While these are interesting sensors, their sampling rate requirements of 80Hz or more are problematic.

Initially, we envisioned applications like monitoring of temperature, sampling once every minute at most. Assuming 12 bits per sample, over one week, this works out to 7 days * 24 hours * 60 minutes * 12 = 118kbit~ of data collected. With the SX1262 supporting LoRa speeds of up to 62.5kbit/s, this is easily transferred within a few seconds.

However, sampling (even just one) sensor at 80Hz is almost two orders of magnitude larger than what we planned for!

If we were to consider even just 12 bits per sample again (a higher resolution is likely necessary for audio/pressure), we are looking at 7 days * 24 hours * 3600 seconds * 80 * 12 = 553Mbit~ of data.

Transferring 553Mbit of data at 62.5kbit/s will take over 9000s of continuous transmission. When considering that we could be receiving data from multiple sensors at the same time, together with how far a LoRa signal reaches (and duty cycle limits we should respect), its clear that our existing design cannot scale to this level. We have not even considered protocol overheads for ensuring data integrity.

Alternatives

The next easily accessible protocol that comes to mind is Wi-Fi. We take a close look at the ESP32, a microcontroller from Espressif Systems that comes with a 2.4GHz radio. We have a quite a few options here:

Wi-Fi

Espressif’s documentation claims a maximum in-air throughput of 30Mbit/s over UDP. However, these are lab conditions and real-world performance will likely be lower. We also have to consider the overheads of joining a network.

Raw Packets/ESP-NOW

The ESP32 supports transmitting raw 802.11 packets, which can lead to some interesting possibilities like receiving packets over a distance of kilometres. Our application is slightly different – we cannot carry such a large antenna on a UAV, we don’t need 10km of range, but we do need a higher data transfer rate than what was achieved in the video.

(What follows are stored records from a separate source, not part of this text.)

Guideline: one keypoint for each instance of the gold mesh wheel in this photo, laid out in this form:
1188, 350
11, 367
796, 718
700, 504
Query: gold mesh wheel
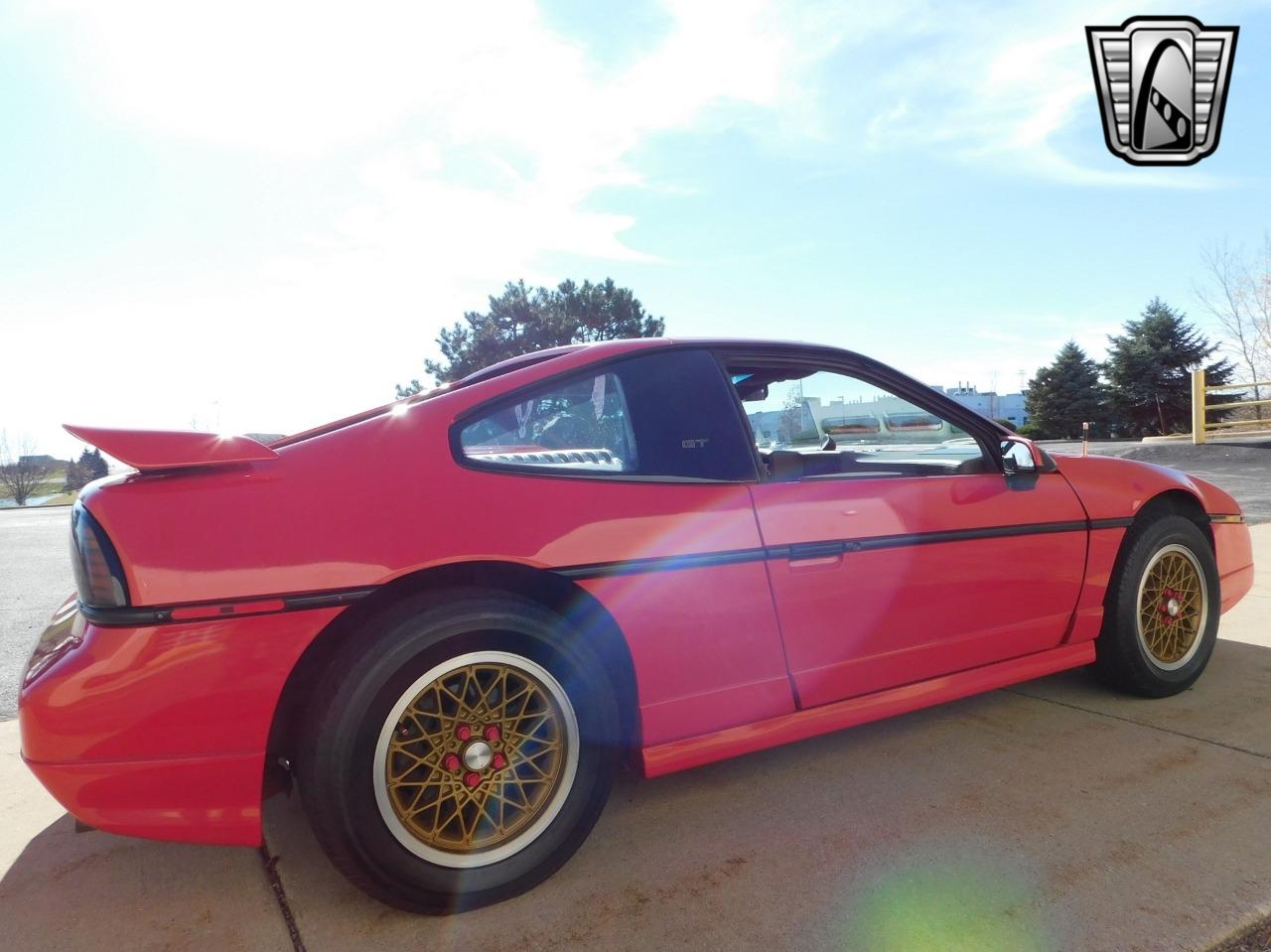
476, 759
1174, 607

ESP-NOW has been empirically tested to achieve rates of up to 460kb/s, but is assumed to be using the default Wi-Fi bit rate of 1Mbit/s. The bit rate is configurable.

Moving Forward

It is quite clear that LoRa will not support such high data transfer rates. Alternatives like Wi-Fi on a ESP2 will support much higher data transfer rates in theory, but we will still need to benchmark the different options and evaluate whether the theoretical performance is achievable in our setup.